La voz soprano más dulce y hermosa que haya escuchado alguna vez. Sonreí, ella imitó la acción correspondiendo mi empatía.
—Claro, cariño. ¿Qué hace una nena como tú en un lugar como este?
Sus ojos parecieron brillar confundidos. Tomó mi mano, extendiendo mis dedos. Ya no estaba alterada, la niña me calmó de cierto modo. Contó mis dedos en voz alta.
—Cinco dedos. Chistoso ¿no? Estoy aquí por cinco letras. M-A-S-O-N.
Quedé en shock.
Mierda.
—Espera un segundo, ¿Hablas de...?
—Sip. Mason Hale. Es un encanto ¿no lo crees? —apostilló en un tono picarón.
Fruncí mi ceño.
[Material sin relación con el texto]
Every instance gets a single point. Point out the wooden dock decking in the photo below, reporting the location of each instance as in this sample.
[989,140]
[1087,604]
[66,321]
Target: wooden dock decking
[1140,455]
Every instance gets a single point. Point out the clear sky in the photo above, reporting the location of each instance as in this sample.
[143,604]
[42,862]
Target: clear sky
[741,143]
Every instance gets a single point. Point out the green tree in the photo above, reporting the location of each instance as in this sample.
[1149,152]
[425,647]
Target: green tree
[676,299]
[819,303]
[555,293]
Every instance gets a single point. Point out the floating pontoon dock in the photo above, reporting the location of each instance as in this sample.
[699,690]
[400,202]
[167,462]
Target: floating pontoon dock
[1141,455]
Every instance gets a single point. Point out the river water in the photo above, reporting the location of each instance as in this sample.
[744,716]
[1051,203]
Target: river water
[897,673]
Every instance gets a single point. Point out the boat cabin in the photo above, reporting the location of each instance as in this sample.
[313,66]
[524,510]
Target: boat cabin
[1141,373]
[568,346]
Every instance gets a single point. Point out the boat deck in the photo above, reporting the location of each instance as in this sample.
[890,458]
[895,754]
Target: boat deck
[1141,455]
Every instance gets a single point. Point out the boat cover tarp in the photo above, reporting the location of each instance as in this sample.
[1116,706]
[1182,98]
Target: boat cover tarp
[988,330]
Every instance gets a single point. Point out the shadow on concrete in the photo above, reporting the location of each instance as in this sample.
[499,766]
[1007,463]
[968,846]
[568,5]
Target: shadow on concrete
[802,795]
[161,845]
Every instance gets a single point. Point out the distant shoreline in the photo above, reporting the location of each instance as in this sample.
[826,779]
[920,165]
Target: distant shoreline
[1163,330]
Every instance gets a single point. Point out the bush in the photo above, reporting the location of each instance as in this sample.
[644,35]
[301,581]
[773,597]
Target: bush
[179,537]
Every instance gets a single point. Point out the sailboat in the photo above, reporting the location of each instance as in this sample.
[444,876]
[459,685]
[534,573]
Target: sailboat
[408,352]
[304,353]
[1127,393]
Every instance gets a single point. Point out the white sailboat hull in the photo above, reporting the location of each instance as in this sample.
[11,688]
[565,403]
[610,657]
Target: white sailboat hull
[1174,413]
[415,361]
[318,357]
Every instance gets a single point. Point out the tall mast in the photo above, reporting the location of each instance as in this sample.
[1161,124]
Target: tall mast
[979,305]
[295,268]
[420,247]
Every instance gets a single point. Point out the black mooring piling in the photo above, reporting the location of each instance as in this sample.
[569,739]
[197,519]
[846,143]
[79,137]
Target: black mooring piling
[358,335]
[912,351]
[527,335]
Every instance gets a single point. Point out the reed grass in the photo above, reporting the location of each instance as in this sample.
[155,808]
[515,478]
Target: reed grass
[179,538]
Luego sonreí y volví a recomponerme.
— ¿Cómo lo conoces?
— ¿Él no te había dicho que soy su...?
Su voz se vio apagada por la presencia de alguien. Él. Irrumpió en el pasillo. Me miró y luego a la niña. Se tomó la nuca mirando hacia el techo, suspiró y regresó a nosotras.
—Joder, ya se conocieron.
—Eso parece.
Me rehusé a decir otra cosa. ¿Cómo pudo haberme ocultado algo así? Estaba furiosa.
Él captó mi emoción y trató de tocarme pero esquivé su agarre.
—No. No me toques —ladré duramente—. ¿Por qué no me dijiste que tenías una hija?
Mis palabras quedaron suspendidas en el aire. La primera en reaccionar fue la criatura. Saltó sus ojos cafés y se me impuso enfrente. Colocó sus manos en sus caderas e hizo un sonido de reproche.